This article, written by StFXAUT Communications Officer Philip Girvan, appeared in the Winter 2018 edition of The Beacon.
The World University Service of Canada (WUSC) is, according to their website, a non-profit organization dedicated to providing education, employment, and empowerment opportunities for youth around the world”. WUSC has local committees across Canada including the StFX WUSC Society.
The StFX WUSC Society’s Facebook page explains that:
[t]he Student Refugee Program is a sponsorship program through which support is given to a student registered by the United Nations as a refugee to pursue post-secondary studies in Canada. For twelve consecutive years, StFX has admitted one student each year to the sponsorship program. The students that have been welcomed to StFX represent displacement due to civil war, persecution and genocide in regions such as Sudan, Rwanda, the DRC, and Ethiopia.
One of the WUSC priorities identified on their website is “[e]nsuring that youth have access to quality education”. This past fall the StFXAUT contributed $4,573 to the StFX WUSC Society to assist with this goal. StFXAUT funds will cover a second year refugee student’s meal plan fees. The Beacon had the opportunity last fall to speak with StFX WUSC Society President Isaak MacMullin and Vice President Jordan MacDonald to learn more about the committee and the work that they do on campus.
StFX University covers tuition, residence, and meal plan fees for the student’s first academic year. Money raised by the StFX WUSC Society pays airfare, immigration fees, and costs associated with living on-campus during the summer. MacMullin noted that students receive “a little bit of money in their second, third, and fourth year, but mainly we cover first year”. MacDonald emphasized that there are “no extra payments [for refugee students] other than what you can receive through regular student loans and grants”. The bulk of the funding comes from a $4 levy that is part of the student union fee.
The StFX WUSC Society also helps the student access a Nova Scotia Health Card (MSI), select a mobile account, purchase a laptop or other internet device, and get them to their first classes.
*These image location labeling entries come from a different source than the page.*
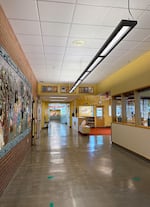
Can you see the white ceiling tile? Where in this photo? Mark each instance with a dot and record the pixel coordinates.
(143, 21)
(26, 27)
(54, 50)
(57, 29)
(54, 41)
(53, 57)
(134, 4)
(93, 22)
(30, 39)
(126, 45)
(110, 3)
(90, 31)
(88, 43)
(138, 34)
(59, 12)
(93, 15)
(62, 1)
(20, 9)
(77, 58)
(117, 14)
(36, 49)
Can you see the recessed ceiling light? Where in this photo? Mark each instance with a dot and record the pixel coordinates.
(78, 43)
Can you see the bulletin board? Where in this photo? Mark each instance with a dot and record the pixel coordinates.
(15, 101)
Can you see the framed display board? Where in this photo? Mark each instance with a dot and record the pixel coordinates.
(15, 101)
(64, 89)
(49, 89)
(86, 90)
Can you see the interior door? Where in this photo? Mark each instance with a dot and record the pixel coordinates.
(100, 116)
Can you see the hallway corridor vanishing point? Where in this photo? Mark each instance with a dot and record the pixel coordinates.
(66, 169)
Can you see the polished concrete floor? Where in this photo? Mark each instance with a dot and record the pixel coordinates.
(66, 169)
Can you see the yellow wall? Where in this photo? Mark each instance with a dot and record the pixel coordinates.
(44, 113)
(94, 101)
(133, 76)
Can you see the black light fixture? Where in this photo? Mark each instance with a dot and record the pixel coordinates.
(123, 28)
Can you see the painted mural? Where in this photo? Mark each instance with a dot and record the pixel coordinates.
(15, 100)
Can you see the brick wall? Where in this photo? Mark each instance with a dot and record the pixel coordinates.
(11, 161)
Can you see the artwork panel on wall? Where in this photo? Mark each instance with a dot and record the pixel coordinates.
(15, 100)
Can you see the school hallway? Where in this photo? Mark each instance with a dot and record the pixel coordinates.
(67, 169)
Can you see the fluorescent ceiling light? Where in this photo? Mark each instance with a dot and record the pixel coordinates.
(84, 75)
(96, 62)
(63, 97)
(122, 29)
(57, 100)
(114, 41)
(78, 82)
(78, 43)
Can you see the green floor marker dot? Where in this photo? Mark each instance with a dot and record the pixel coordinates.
(51, 204)
(136, 179)
(50, 177)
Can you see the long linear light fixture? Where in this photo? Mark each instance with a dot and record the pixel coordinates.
(122, 29)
Part of their role is to, as MacMullin put it, “get them comfortable with how things work at StFX”.
Selecting a student likely to thrive at StFX is a priority. Once the StFX WUSC Society submits an Intent to Sponsor with WUSC, they receive a brochure of eligible applicants. This includes a photograph, an origin story, test scores, and a description of academic interests. MacDonald said that this information gives the StFX WUSC Society a better idea of “what they’re interested in doing [and if] the programs they are looking for are available here”. MacDonald provided the example of “someone interested in art and design [and how it was] not fair for us to take this person on and then force them into a BA when they really would have liked a BFA”.
StFX WUSC Society also communicates desired characteristics and qualities of students to WUSC. At one point, they were receiving only male applicants. Wanting to support female students, the StFX WUSC Society requested to receive female applicants. The portfolios of applicants deemed as not necessarily a great fit for StFX are circulated among other universities. MacMullin noted, “if we don’t pick someone, it doesn’t mean that they’re never going to get a chance”.
MacMullin admitted that the StFX WUSC Society is “kind of a program that flies under the radar a little bit”. Recent promotional activities including what MacMullin described as “a thank you drive earlier this year where we gave a free coffee and cookies and said thank you for giving $4 because most students don’t know that they give $4 to this program” have helped, there is a recognized need to raise the group’s profile. The group has been in touch with Syria-Antigonish Families Embrace [SAFE] for ideas on how to better do that. Still, as MacDonald said, “people are starting to recognize it a little bit. People are starting to recognize the WUSC shirts”.